Dal 2002, la Common Security and Defence Policy dell’Unione Europea, che comprende, ovviamente, anche Paesi non-Nato, ha messo in opera trenta operazioni fuori area con strumenti sia civili che militari di “manutenzione” del conflitto.
Si tratta qui di gestire un conflitto a bassa intensità, mantenerlo piccolo e irrilevante, e soprattutto di evitare che i mass-media europei, che ormai dirigono la politica estera di governi dilettanteschi, siano invasi da foto terribili; e si tratta infine di evitare che una potenza regionale periferica ottenga una egemonia locale, il che sarebbe, peraltro, necessario per pacificare davvero certe aree.
Lasciare tutti deboli non è una ricetta per la stabilità, anzi, ma per il ripetersi degli scontri, in futuro.

Quindi, la dottrina peace keeping e peace enforcing, che andava di moda anni fa, è stata ormai messa in soffitta de facto dall’emergere di piccole potenze locali che fanno la guerra davvero, e lottano all’ultimo sangue per la loro sopravvivenza.

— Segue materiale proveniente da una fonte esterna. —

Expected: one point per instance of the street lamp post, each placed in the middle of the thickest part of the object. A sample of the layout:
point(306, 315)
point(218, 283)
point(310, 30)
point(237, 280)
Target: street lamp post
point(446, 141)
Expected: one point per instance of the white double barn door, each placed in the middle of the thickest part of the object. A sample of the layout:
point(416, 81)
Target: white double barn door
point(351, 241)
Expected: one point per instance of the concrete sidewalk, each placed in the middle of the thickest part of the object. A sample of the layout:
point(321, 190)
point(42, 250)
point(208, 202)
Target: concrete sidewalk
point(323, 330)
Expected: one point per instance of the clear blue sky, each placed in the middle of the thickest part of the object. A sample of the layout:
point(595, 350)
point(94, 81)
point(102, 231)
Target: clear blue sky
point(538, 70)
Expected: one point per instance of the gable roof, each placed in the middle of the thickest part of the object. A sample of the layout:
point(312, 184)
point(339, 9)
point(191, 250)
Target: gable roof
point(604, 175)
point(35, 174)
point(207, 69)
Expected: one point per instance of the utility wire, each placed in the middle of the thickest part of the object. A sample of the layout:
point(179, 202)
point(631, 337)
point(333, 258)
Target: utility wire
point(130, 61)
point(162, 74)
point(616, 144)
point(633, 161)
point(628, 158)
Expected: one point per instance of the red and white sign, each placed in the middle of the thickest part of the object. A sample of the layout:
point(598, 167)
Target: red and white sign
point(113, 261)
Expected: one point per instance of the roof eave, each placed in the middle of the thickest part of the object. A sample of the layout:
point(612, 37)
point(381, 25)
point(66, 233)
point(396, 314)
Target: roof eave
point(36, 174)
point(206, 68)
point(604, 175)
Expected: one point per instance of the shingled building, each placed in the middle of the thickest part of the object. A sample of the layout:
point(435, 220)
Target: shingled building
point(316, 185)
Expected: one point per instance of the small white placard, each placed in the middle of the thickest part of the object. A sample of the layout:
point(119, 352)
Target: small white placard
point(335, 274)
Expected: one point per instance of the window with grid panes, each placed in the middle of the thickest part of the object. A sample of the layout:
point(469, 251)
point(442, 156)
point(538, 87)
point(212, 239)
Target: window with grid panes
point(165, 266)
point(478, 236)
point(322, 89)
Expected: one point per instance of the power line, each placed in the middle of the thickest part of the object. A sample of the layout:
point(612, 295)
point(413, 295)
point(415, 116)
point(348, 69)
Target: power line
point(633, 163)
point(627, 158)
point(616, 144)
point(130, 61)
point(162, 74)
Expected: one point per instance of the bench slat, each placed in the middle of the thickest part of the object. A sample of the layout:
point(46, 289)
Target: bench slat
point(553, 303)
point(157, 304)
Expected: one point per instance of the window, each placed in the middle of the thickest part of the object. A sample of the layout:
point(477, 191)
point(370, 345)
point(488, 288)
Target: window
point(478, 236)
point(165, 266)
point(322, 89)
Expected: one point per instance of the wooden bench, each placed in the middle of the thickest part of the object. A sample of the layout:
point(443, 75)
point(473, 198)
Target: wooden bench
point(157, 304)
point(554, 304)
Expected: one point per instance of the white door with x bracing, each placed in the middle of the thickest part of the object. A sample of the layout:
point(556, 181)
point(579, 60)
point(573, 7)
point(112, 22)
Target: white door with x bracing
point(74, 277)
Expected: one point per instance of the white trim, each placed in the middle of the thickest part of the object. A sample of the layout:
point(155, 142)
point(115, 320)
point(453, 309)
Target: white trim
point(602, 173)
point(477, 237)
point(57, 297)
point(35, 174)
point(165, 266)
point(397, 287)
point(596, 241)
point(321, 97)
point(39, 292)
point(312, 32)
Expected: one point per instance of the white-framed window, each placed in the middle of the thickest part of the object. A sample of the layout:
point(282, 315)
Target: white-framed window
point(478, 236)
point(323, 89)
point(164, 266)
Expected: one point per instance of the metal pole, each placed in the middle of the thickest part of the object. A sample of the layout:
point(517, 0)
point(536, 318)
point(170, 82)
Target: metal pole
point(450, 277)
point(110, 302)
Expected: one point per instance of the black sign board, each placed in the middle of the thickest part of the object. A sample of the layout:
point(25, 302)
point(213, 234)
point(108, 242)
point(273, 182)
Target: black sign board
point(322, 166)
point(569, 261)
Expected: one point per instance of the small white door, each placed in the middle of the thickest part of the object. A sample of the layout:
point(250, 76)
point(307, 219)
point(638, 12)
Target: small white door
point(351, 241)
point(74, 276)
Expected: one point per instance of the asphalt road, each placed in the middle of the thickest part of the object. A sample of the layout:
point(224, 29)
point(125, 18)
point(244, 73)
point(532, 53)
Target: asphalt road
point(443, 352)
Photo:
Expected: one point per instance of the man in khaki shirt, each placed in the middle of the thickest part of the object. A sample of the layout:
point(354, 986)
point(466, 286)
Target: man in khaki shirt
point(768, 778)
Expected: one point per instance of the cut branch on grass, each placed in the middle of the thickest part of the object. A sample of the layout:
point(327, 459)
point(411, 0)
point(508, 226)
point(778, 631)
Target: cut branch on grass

Si pensi alla Siria di Bashar al-Assad, che pure sta tramontando nella sua ormai ristretta area di potere, all’Iraq di Al Abadi, o allo stesso Afghanistan attuale che, dopo una lunghissima serie di operazioni militari, sta aspettando di essere sezionato dalla Cina (il corridoio di Wakhan) dall’India, che aveva sostenuto il progetto dell'”Alleanza del Nord” contro le forze pashtun sostenute dal Pakistan, dello stesso “Paese dei Puri” islamici, che opera con il Ttp, Tehrik-e-Taliban, e con gli “studenti” organizzati dal suo servizio segreto militare, e perfino della stessa federazione russa, che vuole la stabilità in Asia Centrale ad ogni costo.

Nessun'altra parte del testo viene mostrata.